The 2008 crisis hit Brazil hard, but ultimately China and the Federal Reserve saved the day, and gave Brazil's constituents a false sense of security. China's way out of the crisis was to initiate massive infrastructure projects, which caused China to buy a ton of Brazil goods (steel and oil, for example). The Fed's way out of the crisis was to bring interest rates in the U.S. to zero, and incentivize U.S. and global investors to take risk and chase yieldy assets, such as those in Brazil. Unsurprisingly then, Brazil popped out of the recession quickly, as money poured in. Unsurprisingly, as Brazil transitioned from President Lula to President Dilma (Dilma Rousseff), policymakers became lazy. Reforms stalled. The government loosened the fiscal taps so that not only did it send families even bigger checks, but also funneled massive resources to its "friends and family" corporations via super cheap financing. It seemed money rained from heaven, and there was no saving for a drought. A massive hubris took hold.

In 2013, cracks in the support system began to appear. The Fed started to tighten monetary policy, and China started hitting bumps in its economic boom. In 2014, oil prices began to plummet. And while everyone knew corruption existed in the country, all hell broke loose with the revelation of a massive scandal centered around its oil company gem Petrobras, which continues to spill over to many other sectors in the economy and countless politicians. This summer, China's malaise became even more pronounced, while the Fed advertised an imminent hike in rates at home. Suddenly, Brazil was bereft of all of its support systems, and foreign investors have been racing out of the country. Brazil lost its important investment grade rating last week. Ever since, there are no buyers, just sellers.
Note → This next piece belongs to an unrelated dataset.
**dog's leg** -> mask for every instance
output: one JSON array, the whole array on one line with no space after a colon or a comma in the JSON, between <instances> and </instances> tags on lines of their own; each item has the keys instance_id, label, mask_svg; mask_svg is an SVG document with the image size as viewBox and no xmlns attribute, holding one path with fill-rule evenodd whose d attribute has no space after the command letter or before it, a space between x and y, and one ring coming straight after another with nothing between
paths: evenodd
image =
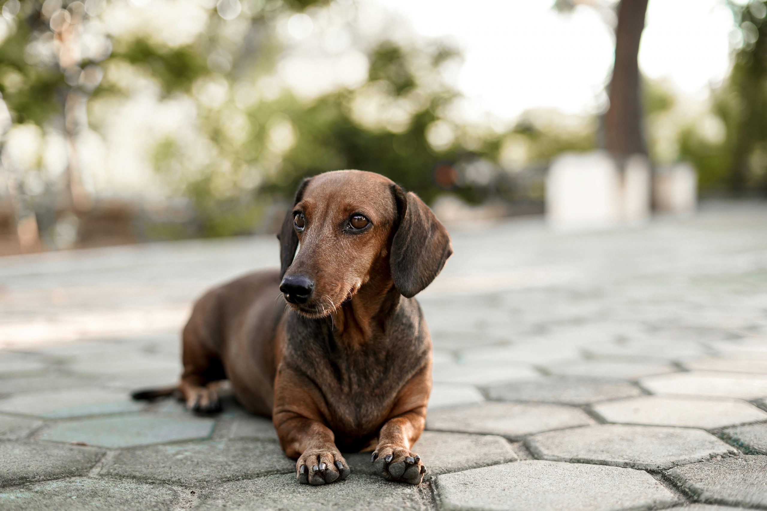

Brazil Real vs USD (units of Brazil currency one USD can buy) 2015-09-24-1443061381-1011578-brazilfx.png Source: Bloomberg

Is it time to catch the falling knife? Unless you are a day trader looking to capitalize on a quick pullback from a wildly excessive daily move, the answer is no, as the facts do not support a lasting turnaround in Brazil at this time. First, while the Fed has delayed its hikes, it is likely to raise rates sometime in the next six months. As I argued in a previous blog (click here), with the Fed raising rates, emerging markets need to look much cheaper and much prettier. Brazil is looking cheaper, but certainly not prettier. Second, while I believe China's issues aren't as detrimental as the market worries them to be, the country does not appear to be on the verge of another commodity importing boom, so Brazil can't export its way out of the mess. Third, the scandal that has tainted domestic confidence is still growing, not fading. Brazilians do not trust their government; the President's approval rating is a dismal 8%.

Which leads me to decide to wait before I put my money into Brazil. Of the possible things that could incentivize me, a change in the government would top the list. It's not impossible (though maybe not probable) that President Dilma gets impeached, or resigns. Second, if the central bank decides to take a page out of the old Emerging Markets Manual, from the Chapter called "What to do in a Crisis" and raises interest rates a massive 5% (500 bps) or so from the already high level of 14.25%, for example, I would be very tempted to buy some local currency bonds. After all, Brazil has the ability to put itself on the right track, it's just choosing not to. If they pay enough interest to compensate for the risk, and then some, I would guess money would stop leaving the country and would buy some time to get better policies in place.

At some point, instead of smelling smoke, the politicians will feel their pants on fire, and realize they have to change their ways. I will not become a longer-term investor in Brazil until this happens.